As far as Strauss goes, I'm not as big of a fan of some of the famous Strauss tone poems as some others are. Maybe I ought to give them another chance. There's a Mehta CD on Decca Eloquence which contains the _Alpinesinfionie_ and others that I've had my eye on if anyone has any experience with that. I have _Also Sprach..._ and _Don Juan_ by Reiner on CD already. I do like the _Symphonia Domestica_ though which I know is a bit of an oddball to like as a favorite.

I agree with the Respighi love. His work is tremendous.


----------



## Pugg

Barelytenor said:


> This is a great piece by this Russian composer, the leader of The Five, aka The Mighty Handful or могучая кучка, as they were known, along with César Cui, Modest Mussorgsky, Alexander Borodin, and Nikolai Rimsky-Korsakov.
> 
> 
> 
> 
> 
> 
> Kind regards,
> 
> George


Good one Gorge.


----------



## TwoFlutesOneTrumpet

Well, already 8 pages in and all my favorites have already been mentioned. But here is one I came across lately that is very enjoyable. Granville Bantock - The Witch of Atlas


----------



## Barelytenor

*More on Granville Bantock*

^ Very nice! Granville Bantock was not a composer I'm familiar with, although the tone poem above is accessible but not, well, deep. _Not that there's anything wrong with that! _Some of the orchestration is quite lovely. I actually like a lot of Sibelius's music for just the same reasons. Tuneful, flowing melody, skillfully voiced orchestra, sometimes a program (loosely attached) ...

I was encouraged to find out more about Granville Bantock and came across this piece in The Guardian (although, harrumph, I don't consider 78 years old to be a "long life"), about pieces played at The Proms back in 2013:



I think I'll give his Celtic Symphony a try (less than 18 mins.) on this lazy Saturday afternoon ...






:tiphat:

Kind regards,

George


----------



## Barelytenor

*Sir Granville Bantock-Hebridean Symphony*

Well I listened to the Celtic Symphony but liked this one better, the Hebridean Symphony, a series of loosely connected tone poems that form a symphonic suite. Or something. There are no rigid distinctions in this late Romantic stuff, we're certainly not talking sonata-form symphonies or anything.

Anyway.

I loved this! Give it a try.






Kind regards,

:tiphat:

George


----------



## TwoFlutesOneTrumpet

^^
This is the CD I have that includes all the works above. Highly recommended.


----------



## Vaneyes

Nice day, *Pastorale d'ete*. Overcast or worse, *The Isle of the Dead*.


----------



## PlaySalieri

I would go with La Mer.

I am not a Debussy fan - but this tone poem is a little masterpiece supreme. Has to be heard live.


----------



## Tchaikov6

stomanek said:


> I would go with La Mer.
> 
> I am not a Debussy fan - but this tone poem is a little masterpiece supreme. Has to be heard live.

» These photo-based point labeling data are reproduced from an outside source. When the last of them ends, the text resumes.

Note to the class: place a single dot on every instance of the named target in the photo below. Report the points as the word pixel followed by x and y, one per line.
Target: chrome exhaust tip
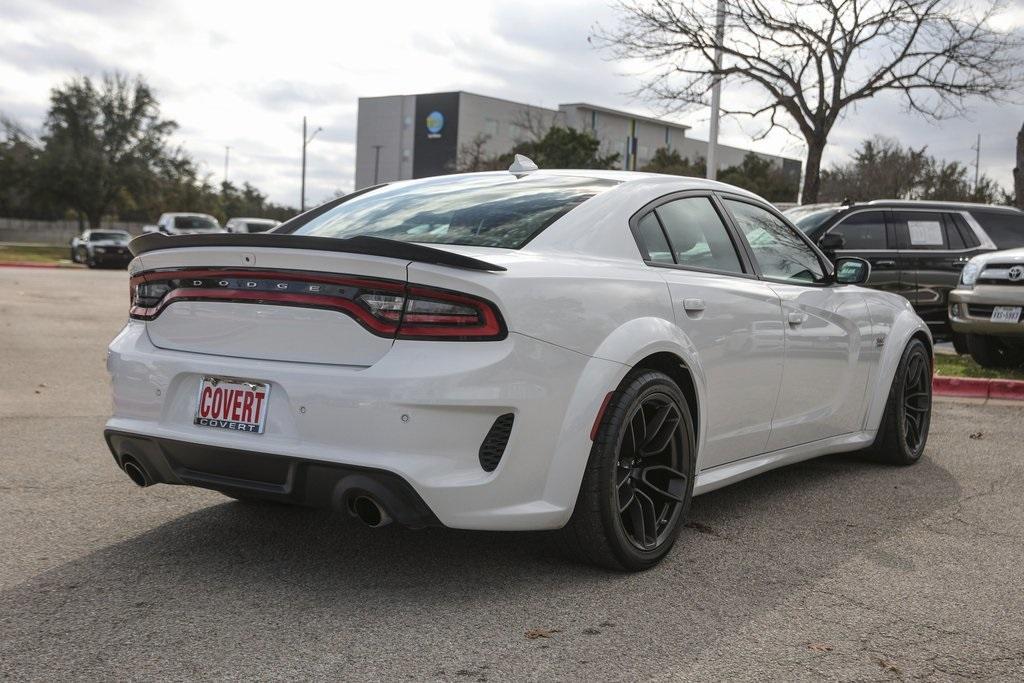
pixel 135 472
pixel 369 511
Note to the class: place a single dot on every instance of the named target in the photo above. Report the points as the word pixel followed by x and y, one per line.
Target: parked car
pixel 251 224
pixel 95 248
pixel 916 249
pixel 986 307
pixel 522 350
pixel 187 223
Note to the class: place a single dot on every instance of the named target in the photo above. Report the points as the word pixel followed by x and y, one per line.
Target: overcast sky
pixel 243 74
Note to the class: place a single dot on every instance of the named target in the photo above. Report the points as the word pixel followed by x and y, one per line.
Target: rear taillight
pixel 387 308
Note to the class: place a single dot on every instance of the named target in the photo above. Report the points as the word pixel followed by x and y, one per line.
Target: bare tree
pixel 1019 171
pixel 811 59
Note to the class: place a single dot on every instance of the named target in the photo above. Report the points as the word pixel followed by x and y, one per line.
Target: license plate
pixel 1006 313
pixel 231 403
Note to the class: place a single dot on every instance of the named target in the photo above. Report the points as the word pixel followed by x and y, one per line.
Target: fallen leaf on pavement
pixel 534 634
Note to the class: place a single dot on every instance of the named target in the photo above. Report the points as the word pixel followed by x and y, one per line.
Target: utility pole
pixel 977 164
pixel 377 163
pixel 716 94
pixel 305 142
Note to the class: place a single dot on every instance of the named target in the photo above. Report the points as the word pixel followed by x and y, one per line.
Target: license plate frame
pixel 233 403
pixel 1006 314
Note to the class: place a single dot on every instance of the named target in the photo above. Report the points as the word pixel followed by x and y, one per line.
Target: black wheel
pixel 993 352
pixel 903 431
pixel 639 479
pixel 960 343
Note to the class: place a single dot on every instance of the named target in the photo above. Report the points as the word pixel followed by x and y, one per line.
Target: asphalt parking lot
pixel 837 568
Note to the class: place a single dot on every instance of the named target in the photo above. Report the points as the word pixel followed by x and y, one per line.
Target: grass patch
pixel 964 366
pixel 10 253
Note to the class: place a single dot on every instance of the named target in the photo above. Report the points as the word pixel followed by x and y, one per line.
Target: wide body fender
pixel 904 324
pixel 615 356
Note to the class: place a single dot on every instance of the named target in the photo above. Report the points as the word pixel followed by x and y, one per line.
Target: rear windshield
pixel 111 236
pixel 1007 229
pixel 489 210
pixel 196 223
pixel 808 221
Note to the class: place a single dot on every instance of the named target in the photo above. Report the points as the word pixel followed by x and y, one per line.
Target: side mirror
pixel 832 242
pixel 851 270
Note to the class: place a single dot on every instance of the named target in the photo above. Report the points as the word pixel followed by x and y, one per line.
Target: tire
pixel 632 504
pixel 993 352
pixel 903 432
pixel 960 343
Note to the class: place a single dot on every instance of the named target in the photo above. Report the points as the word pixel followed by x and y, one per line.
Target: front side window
pixel 779 251
pixel 485 210
pixel 863 231
pixel 697 236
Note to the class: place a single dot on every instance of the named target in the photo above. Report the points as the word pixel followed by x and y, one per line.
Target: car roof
pixel 932 204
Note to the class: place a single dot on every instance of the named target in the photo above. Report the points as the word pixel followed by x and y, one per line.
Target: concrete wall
pixel 387 122
pixel 506 123
pixel 51 231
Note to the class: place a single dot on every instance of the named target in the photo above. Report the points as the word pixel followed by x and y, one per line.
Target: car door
pixel 732 319
pixel 934 253
pixel 866 235
pixel 827 331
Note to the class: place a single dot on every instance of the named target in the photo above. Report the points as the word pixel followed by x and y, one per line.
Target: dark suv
pixel 915 249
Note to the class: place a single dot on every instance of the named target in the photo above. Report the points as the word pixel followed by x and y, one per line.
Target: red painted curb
pixel 965 387
pixel 972 387
pixel 36 264
pixel 1012 389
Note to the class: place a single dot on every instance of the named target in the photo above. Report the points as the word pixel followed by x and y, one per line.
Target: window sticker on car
pixel 925 232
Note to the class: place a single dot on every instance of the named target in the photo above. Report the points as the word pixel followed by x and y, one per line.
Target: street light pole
pixel 716 94
pixel 377 162
pixel 305 142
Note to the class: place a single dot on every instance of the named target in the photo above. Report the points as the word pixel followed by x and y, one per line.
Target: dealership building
pixel 416 136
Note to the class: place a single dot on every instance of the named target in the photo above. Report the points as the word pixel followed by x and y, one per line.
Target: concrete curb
pixel 972 387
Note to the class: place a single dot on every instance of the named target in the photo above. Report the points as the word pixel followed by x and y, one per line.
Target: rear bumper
pixel 971 310
pixel 421 413
pixel 268 476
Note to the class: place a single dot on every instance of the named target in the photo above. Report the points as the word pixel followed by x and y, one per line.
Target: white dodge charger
pixel 531 349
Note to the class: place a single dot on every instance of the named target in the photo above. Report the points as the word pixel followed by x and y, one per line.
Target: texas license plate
pixel 1006 313
pixel 231 403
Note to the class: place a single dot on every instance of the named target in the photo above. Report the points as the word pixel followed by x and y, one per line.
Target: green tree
pixel 762 177
pixel 882 168
pixel 101 143
pixel 668 161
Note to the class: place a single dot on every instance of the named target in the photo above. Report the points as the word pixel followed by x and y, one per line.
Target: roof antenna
pixel 521 166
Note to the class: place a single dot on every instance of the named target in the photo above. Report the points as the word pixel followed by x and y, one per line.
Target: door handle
pixel 693 305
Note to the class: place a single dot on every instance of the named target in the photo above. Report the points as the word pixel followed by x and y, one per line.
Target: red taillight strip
pixel 388 324
pixel 276 298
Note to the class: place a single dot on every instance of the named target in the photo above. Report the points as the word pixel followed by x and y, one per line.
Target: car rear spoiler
pixel 359 245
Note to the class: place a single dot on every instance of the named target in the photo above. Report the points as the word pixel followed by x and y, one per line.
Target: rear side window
pixel 864 230
pixel 478 210
pixel 653 240
pixel 1006 229
pixel 697 236
pixel 921 229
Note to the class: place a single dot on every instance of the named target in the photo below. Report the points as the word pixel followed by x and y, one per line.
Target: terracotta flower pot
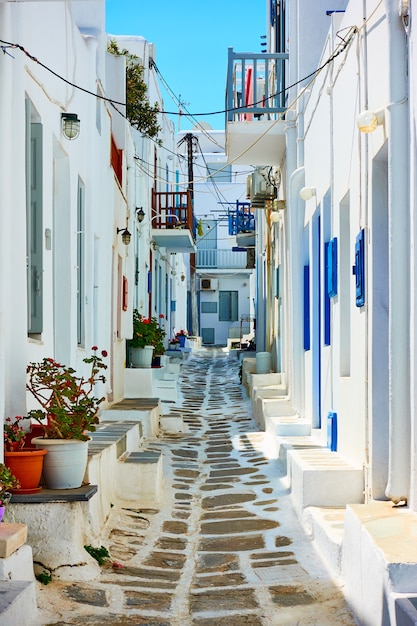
pixel 27 466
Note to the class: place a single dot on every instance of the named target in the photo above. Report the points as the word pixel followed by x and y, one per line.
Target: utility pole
pixel 190 141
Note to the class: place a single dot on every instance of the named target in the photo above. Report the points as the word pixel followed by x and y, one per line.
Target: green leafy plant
pixel 69 408
pixel 147 332
pixel 14 434
pixel 140 113
pixel 101 554
pixel 7 481
pixel 44 577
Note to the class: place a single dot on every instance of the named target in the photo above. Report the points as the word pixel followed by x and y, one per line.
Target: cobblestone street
pixel 224 548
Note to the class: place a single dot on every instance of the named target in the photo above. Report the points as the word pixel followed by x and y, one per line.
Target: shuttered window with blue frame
pixel 306 308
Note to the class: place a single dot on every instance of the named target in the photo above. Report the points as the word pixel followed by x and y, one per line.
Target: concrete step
pixel 140 478
pixel 287 426
pixel 380 562
pixel 319 477
pixel 171 424
pixel 142 409
pixel 326 526
pixel 17 602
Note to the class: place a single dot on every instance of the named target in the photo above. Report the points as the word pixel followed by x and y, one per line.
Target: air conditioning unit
pixel 208 284
pixel 261 188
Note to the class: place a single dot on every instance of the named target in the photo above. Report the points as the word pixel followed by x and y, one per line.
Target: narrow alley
pixel 225 547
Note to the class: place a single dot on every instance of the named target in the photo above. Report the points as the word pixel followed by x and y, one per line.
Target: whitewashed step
pixel 140 478
pixel 287 426
pixel 319 477
pixel 17 603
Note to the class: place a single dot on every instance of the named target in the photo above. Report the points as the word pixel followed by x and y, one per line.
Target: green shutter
pixel 34 227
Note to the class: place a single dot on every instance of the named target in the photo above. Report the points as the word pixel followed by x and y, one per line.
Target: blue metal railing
pixel 255 85
pixel 241 220
pixel 216 258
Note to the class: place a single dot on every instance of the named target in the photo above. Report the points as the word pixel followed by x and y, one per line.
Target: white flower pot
pixel 141 357
pixel 65 464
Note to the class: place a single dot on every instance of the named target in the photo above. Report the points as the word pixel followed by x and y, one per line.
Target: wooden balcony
pixel 256 104
pixel 173 221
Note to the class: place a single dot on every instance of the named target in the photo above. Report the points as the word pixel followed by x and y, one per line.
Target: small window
pixel 228 306
pixel 209 307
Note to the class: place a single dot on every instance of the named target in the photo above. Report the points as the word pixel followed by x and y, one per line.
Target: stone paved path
pixel 225 548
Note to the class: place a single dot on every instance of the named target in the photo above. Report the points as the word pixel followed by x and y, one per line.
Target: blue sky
pixel 191 40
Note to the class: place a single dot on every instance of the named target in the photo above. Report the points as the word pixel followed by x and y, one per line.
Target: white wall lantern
pixel 367 121
pixel 70 125
pixel 306 193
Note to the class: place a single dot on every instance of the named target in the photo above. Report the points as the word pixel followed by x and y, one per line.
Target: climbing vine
pixel 139 111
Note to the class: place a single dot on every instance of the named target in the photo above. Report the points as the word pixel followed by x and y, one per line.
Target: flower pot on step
pixel 141 357
pixel 26 465
pixel 65 464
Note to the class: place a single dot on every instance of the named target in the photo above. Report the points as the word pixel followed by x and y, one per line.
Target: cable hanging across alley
pixel 7 44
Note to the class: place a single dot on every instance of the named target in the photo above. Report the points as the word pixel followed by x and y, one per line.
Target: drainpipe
pixel 295 292
pixel 399 258
pixel 260 287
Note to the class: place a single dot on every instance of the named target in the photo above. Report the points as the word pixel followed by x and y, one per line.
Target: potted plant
pixel 147 334
pixel 24 461
pixel 69 411
pixel 159 345
pixel 181 336
pixel 174 343
pixel 7 482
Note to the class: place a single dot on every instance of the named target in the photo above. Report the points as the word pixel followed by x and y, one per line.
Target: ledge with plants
pixel 68 413
pixel 147 341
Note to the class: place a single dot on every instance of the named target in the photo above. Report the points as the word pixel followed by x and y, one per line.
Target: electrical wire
pixel 8 44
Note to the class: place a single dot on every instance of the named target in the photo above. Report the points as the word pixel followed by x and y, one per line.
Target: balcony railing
pixel 173 223
pixel 221 259
pixel 172 209
pixel 241 220
pixel 255 86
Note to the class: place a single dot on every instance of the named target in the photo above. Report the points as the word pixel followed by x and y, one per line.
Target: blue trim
pixel 277 292
pixel 326 305
pixel 306 310
pixel 359 268
pixel 332 431
pixel 332 268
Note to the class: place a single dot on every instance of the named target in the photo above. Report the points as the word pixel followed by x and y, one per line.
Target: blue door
pixel 316 329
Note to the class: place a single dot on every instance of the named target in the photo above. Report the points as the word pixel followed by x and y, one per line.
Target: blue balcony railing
pixel 216 258
pixel 255 86
pixel 241 220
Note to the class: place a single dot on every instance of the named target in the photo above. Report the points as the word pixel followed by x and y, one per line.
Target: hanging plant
pixel 139 111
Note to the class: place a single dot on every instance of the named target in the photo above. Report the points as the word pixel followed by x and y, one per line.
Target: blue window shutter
pixel 326 307
pixel 34 171
pixel 306 309
pixel 332 431
pixel 332 268
pixel 228 306
pixel 359 268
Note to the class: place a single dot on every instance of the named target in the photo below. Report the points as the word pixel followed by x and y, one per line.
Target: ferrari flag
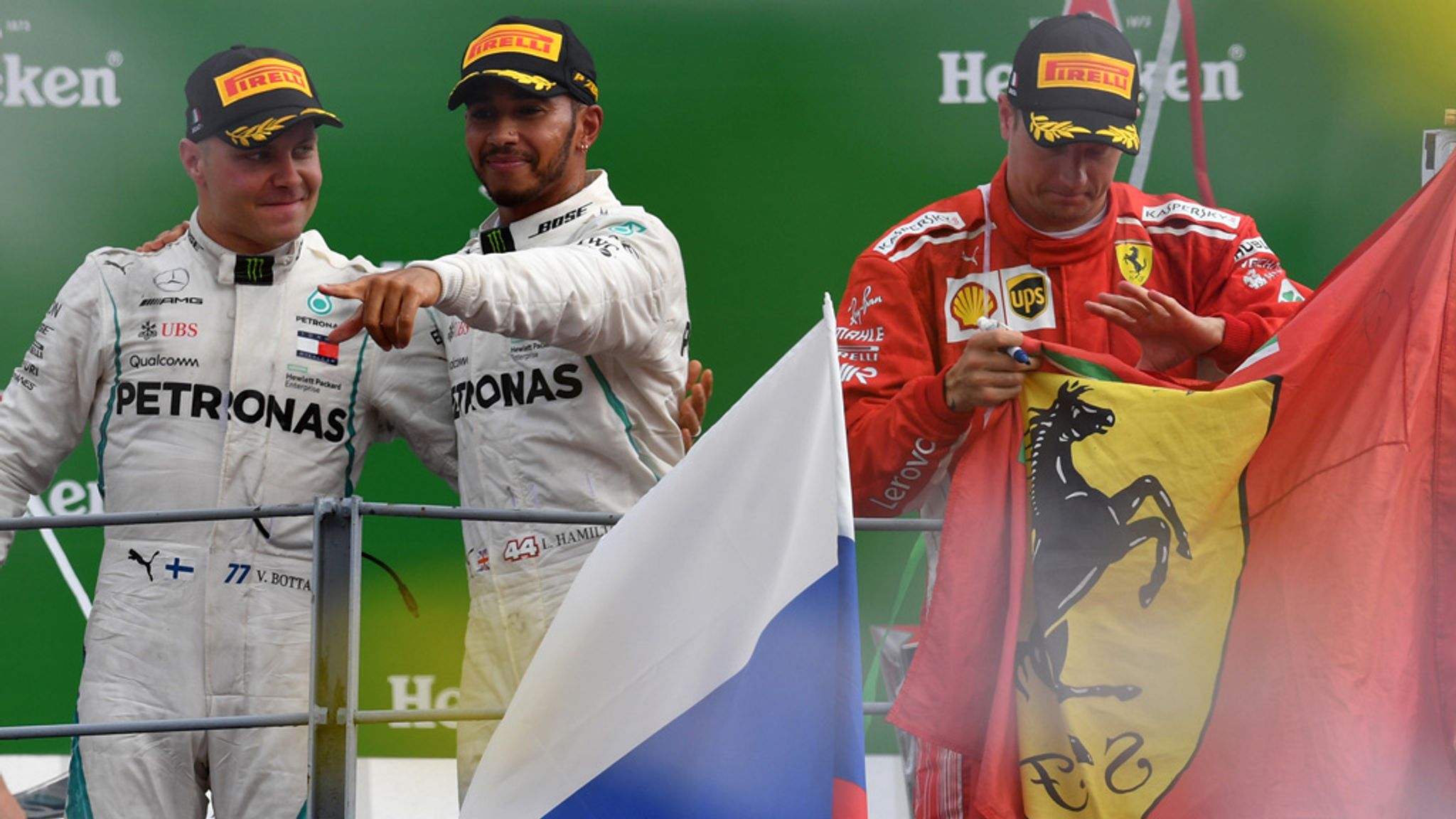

Exactly my thoughts! I wasn't a huge Debussy fan until I heard this piece and I started to like Debussy a lot more. La Mer's still my favorite.


----------



## laurie

stomanek said:


> I would go with La Mer.
> 
> I am not a Debussy fan - but this tone poem is a little masterpiece supreme. *Has to be heard live*.


I agree! La Mer is one of my very favorite pieces. And this weekend I'm going to hear it performed at the Oregon Symphony, along with Mendelssohn's tone poem the Hebrides (& two other pieces; it's a sea-themed program). Then, the _next _evening, I'll be hearing Respighi's Pines of Rome at our local symphony! I'm _really_ looking forward to this weekend!


----------



## Klassik

laurie said:


> I agree! La Mer is one of my very favorite pieces. And this weekend I'm going to hear it performed at the Oregon Symphony, along with Mendelssohn's tone poem the Hebrides (& two other pieces; it's a sea-themed program). Then, the _next _evening, I'll be hearing Respighi's Pines of Rome at our local symphony! I'm _really_ looking forward to this weekend!


Sounds like a lot of fun, enjoy. It's clearly pine pollination season as Vasily Petrenko will be in town here in Houston this weekend conducting the Pines of Rome along with the Fountains of Rome.


----------



## laurie

I don't think anyone has mentioned this yet; it is one of my very favorites -

Manuel de Falla's "Noches en los jardines de España" - Nights in the Gardens of Spain.

While not officially called a tone poem; de Falla himself said it was "a symphonic impression" meant to "evoke places, sensations & feelings". It certainly achieves that; it's atmospheric, mysterious, sensual ..... I love this piece!


----------



## GAJ

Huge fan of the tone poem and realised how many I love going through the huge number listed in this thread.

I have to go with the greatest exponent who provided the most profound symphonic tone poems in the repertoire.
Sibelius does it for me and I simply can't choose between Pohjola's daughter (an amazing impressionistic example of a one movement symphony a la no.7) and Tapiola - a monothematic masterpiece (the ultimate in creating something out of nothing!).


----------



## DeepR

This video is a must to everyone who likes Scriabin and Prometheus.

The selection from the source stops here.